Anyone and everyone who holds an account on a photo sharing platform; be it Instagram, Snapchat, or Flickr, will in some ways consider themselves a photographer. Whether or not you have dope photographs is for you to decide and discuss with your followers on any of the said platforms.
“Like many, I took photos of flowers in an uncomfortable squat, stood on tables to take snap shots of my food and curved my spine awkwardly…”
I took a photography course once because, like many, I thought I was the shit and all I would be doing in this course was polishing my “innate talent”. Boy was I wrong. Day after day, I produced the most boring and mundane photographs. I would show you my portfolio, but I cannot bare the shame of putting that out there. Like many, I took photos of flowers in an uncomfortable squat, stood on tables to take snap shots of my food and curved my spin awkwardly to impress my friends with the “interesting” angles I could take photographs from.
In class, we were still required to do all of this except, to me it seemed like I was back in a physics class — in those lessons about light and lenses. It is in this class that I discovered that it was not just about snap-shots but instead about the painting with light and scientific aspects governed by laws of physics.
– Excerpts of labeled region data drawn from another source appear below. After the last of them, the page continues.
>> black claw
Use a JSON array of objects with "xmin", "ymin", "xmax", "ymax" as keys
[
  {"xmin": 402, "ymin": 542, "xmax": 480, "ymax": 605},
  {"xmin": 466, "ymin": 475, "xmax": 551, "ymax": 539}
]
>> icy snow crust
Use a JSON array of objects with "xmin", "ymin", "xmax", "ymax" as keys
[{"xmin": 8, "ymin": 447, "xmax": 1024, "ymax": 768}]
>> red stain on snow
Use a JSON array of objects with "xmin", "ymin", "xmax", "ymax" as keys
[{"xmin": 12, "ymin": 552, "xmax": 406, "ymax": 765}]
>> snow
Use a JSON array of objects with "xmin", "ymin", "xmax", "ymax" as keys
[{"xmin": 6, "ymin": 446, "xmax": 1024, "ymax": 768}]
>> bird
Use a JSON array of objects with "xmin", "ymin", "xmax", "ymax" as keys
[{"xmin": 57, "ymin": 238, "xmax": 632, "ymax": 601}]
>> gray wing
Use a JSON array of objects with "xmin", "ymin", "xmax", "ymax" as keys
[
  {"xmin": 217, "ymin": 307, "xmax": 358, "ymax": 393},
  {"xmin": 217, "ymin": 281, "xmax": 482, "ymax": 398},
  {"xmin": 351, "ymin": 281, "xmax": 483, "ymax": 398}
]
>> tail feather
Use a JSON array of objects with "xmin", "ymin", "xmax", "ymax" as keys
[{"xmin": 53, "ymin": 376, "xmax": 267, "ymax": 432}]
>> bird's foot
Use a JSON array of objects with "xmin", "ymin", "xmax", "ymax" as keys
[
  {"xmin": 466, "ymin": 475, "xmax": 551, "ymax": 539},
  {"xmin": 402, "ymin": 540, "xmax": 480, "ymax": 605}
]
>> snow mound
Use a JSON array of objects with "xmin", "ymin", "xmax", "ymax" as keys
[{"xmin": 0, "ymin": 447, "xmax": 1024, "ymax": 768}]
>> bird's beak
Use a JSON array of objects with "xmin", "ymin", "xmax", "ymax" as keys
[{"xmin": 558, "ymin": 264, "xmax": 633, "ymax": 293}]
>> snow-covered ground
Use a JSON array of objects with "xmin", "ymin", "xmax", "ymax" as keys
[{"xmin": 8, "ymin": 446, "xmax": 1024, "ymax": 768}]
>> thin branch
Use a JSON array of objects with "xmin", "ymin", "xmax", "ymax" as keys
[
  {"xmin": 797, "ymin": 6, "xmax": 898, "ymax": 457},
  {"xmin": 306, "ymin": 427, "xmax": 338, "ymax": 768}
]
Some of the visual artists I look up to are Zanele Muholi, a visual activist who tries to create awareness on the importance of black queer women in South Africa; Mary Sibande, whose work explores themes of gender, class and race through a sculptural representation of her alter ego Sophie, who is dressed in altered versions of the domestic worker uniform; and Malick Sibide, well known for his black and white photographs portraying popular culture in Bamako, Mali in the 1960s.
It is without a doubt that there are several photographers who are great at their craft. I however draw attention to these artists (note the use of the term artist instead of photographer) because they use light to paint a picture of the social issues of their time.
So in as much as there has been a rise of new-age photographers who take snap shots of day-to-day life, perhaps a line needs to be drawn between these and those that spend time and years constructing and creating those photographs that leave a footprint in the minds of consumers.
Is it then fair to refer to them all as artists?